We have just received two Xilinx Alveo U280 as a donation from the Xilinx University Program.
Many thanks to Xilinx for this generous donation!
These two cards, together with the Alveo U50 we bought earlier will be the foundation for the FPGA accelerated computing infrastructure we are designing within the Hardware Acceleration Lab.
Two most-advanced accelerator cards will allow to experiment with our Lattice QCD kernels in a multi-node environment, where the networking and efficient kernel-to-kernel communication over PCIe bus and QSFP+ will be key elements.
It took some time, a lot of research and development to make this very important step!
Trying to employ latest technologies, we have implemented, compiled and successfully run the accelerated Conjugate Gradient solver on Alveo U280 (shell 2019.2) using Vitis, both officially released just couple days ago.
In this design we are evaluating some of techniques like:
Integrated HBM memory
Fully streamlined kernel
We have managed to fit 3 instances of the kernel into the device, consuming about 70% of available resources.
Each kernel instance works with Iteration Interval of 2 clock cycles at 300 MHz, that gives almost 600 GFLOPs for the entire solution!
We are pleased to announce that our paper “Investigating the Dirac operator evaluation on FPGAs”, where we describe our research on running accelerated computations on hardware has been published in Supercomputing Frontiers and Innovations vol. 6 no. 2 2019.
Feel free to check it out any time under this [link].
You can find there a description of our kernel performance, evaluated on Xilinx Alveo U250 platforms and developed with SDAccel software package.
Soon we will present a detailed study of various algorithm architectures in order to achieve highest performance and profit from embedded HBM in Alveo U280.
You are welcome to join the seminar by dr. Piotr Korcyl on Tuesday 15th January 2019 at 12:15 in room D-2-02 at the Faculty of Physics, Astronomy and Applied Computer Science of Jagiellonian University.
The talk will cover:
implementation of Conjugate Gradient algorithm on Xilinx Zynq MPSoC
design methodologies to accelerate computations on FPGA platforms using High Level Synthesis
memory management and data transport infrastructure
prospects to design an FPGA High Performance Computing platform.
During the International Conference on Lattice Field Theory in East Lansing, MI, USA we presented a poster describing our hardware based accelerator for the Dirac matrix inverter. For the first time FPGA devices were shown to be useful in the HPC context discussed at this conference. Several groups expressed their interest in collaboration including the groups from: Michigan State University, Massachusetts Institute of Technology, Brookhaven National Laboratory and China Normal University.
Presented results together with an overview of further development will soon be published. In the meantime you can check out the poster in the results section.

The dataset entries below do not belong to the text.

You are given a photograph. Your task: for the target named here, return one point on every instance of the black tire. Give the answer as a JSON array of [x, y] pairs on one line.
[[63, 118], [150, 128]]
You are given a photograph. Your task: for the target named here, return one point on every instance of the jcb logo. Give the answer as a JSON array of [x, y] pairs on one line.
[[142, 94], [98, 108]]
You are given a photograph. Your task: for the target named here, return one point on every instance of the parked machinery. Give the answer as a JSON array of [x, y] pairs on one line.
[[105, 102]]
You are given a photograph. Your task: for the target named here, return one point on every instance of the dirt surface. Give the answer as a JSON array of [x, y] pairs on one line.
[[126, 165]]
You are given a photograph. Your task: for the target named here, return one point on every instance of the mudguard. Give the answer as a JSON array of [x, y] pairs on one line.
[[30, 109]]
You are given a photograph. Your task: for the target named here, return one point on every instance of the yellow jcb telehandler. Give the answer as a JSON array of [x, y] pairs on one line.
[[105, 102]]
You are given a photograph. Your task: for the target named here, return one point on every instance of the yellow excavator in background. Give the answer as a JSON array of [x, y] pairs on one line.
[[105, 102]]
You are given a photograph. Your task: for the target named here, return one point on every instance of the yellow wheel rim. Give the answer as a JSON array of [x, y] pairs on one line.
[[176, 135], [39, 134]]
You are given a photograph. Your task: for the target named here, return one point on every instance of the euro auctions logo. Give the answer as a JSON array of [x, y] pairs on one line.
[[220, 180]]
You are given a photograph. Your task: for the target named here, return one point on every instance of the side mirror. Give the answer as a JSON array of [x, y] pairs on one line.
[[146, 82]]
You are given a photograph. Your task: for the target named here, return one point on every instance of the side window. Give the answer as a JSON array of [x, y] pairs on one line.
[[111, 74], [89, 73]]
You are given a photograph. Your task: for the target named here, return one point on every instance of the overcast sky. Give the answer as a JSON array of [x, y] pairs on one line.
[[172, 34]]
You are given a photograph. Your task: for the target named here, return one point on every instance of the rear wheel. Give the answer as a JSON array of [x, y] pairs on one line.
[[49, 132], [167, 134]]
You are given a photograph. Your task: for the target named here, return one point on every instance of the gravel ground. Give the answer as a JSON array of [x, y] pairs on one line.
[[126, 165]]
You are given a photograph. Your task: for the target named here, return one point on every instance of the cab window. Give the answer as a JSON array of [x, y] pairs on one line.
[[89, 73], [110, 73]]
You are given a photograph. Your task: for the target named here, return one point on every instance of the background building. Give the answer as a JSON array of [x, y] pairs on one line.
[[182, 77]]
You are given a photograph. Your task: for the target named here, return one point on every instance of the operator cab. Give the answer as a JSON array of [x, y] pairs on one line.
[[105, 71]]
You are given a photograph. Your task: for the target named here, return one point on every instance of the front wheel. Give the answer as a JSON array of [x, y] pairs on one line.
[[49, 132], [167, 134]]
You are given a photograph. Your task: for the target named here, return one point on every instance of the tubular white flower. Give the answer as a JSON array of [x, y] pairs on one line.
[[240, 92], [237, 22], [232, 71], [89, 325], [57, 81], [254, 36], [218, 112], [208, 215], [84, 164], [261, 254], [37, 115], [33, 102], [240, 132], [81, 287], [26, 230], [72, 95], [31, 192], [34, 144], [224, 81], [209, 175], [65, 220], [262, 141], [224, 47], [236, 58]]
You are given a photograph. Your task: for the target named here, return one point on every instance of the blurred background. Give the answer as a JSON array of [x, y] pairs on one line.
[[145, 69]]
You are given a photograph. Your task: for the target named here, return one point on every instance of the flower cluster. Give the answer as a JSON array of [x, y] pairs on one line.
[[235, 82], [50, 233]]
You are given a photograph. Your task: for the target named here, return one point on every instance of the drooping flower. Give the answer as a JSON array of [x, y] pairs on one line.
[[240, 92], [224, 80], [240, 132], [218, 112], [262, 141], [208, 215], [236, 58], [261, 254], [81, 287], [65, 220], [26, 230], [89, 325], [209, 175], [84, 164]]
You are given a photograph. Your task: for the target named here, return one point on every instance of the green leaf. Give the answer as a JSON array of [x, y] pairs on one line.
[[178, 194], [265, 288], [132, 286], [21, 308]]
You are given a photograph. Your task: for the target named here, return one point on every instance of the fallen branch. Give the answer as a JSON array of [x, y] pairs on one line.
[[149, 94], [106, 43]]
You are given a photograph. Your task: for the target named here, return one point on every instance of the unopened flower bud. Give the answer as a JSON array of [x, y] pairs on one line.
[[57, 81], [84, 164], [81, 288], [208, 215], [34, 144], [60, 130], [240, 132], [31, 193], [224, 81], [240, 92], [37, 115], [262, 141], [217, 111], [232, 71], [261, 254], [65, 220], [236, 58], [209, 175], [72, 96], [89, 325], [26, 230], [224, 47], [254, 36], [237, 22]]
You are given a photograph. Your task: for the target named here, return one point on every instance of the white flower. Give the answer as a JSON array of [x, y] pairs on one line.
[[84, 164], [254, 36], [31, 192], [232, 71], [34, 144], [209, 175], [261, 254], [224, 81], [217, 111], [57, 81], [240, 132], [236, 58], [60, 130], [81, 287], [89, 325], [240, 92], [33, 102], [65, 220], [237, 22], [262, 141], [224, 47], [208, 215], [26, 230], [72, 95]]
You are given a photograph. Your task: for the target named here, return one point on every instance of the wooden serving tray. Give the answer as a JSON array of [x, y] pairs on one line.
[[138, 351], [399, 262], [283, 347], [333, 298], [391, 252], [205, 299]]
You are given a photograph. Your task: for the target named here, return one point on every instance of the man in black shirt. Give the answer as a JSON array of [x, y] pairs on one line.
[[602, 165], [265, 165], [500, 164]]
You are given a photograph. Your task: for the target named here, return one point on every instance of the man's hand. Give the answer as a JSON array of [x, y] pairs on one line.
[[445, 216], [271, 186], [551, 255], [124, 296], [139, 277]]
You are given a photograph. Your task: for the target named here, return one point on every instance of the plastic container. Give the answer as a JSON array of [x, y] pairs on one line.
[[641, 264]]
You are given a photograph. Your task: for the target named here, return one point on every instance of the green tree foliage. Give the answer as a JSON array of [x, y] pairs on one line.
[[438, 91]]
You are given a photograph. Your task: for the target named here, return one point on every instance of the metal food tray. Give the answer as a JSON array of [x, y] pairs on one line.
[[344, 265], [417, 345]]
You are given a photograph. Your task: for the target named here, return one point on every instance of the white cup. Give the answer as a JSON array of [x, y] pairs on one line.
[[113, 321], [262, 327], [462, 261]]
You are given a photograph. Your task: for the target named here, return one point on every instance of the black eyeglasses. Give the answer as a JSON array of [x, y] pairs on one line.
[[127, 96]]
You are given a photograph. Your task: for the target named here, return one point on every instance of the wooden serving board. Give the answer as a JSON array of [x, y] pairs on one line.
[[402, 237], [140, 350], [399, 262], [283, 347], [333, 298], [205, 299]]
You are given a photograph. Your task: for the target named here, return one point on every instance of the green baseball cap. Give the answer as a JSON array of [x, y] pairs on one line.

Our innovative solution for accelerating the Conjugate Gradient algorithm in Lattice Quantum Chromodynamics has been accepted for a poster presentation during the 36th Annual International Symposium on Lattice Field Theory in East Lansing in USA.
We have developed an accelerator capable of performing double precision computations with peak performance at the level of 750 GFLOPS, entirely implemented in Programmable Logic. It is a unique project of this type and sets an entry point for the development of a distributed and scalable High-Performance Computing platform.
We have managed to evaluate first implementations of the Conjugate Gradient algorithm – an iterative solver for sets of linear equations used in Monte Carlo simulations on the Zynq MPSoC device.
Monte Carlo based algorithms are commonly used in theoretical physics. Such simulations are run on supercomputers, members of our team are using those located in Juelich Forschungszentrum Germany and ICM in Poland, both ranked in top 500 list (positions 22 and 223 respectively).
Those computing facilities are mainly empolying Intel Xeon CPUs, how about accelerating those computations with FPGAs? Or even replace with new platforms featuring FPGAs and MPSoCs? Enourmous amount of resources in currently available series, support from integrated ARM processors and soon available 3D ICs with integrated High Bandwidth Memory are even more convincing.
Our first results are promissing and show great potential of this technology. First shot? About 150x acceleration factor over single ARM core.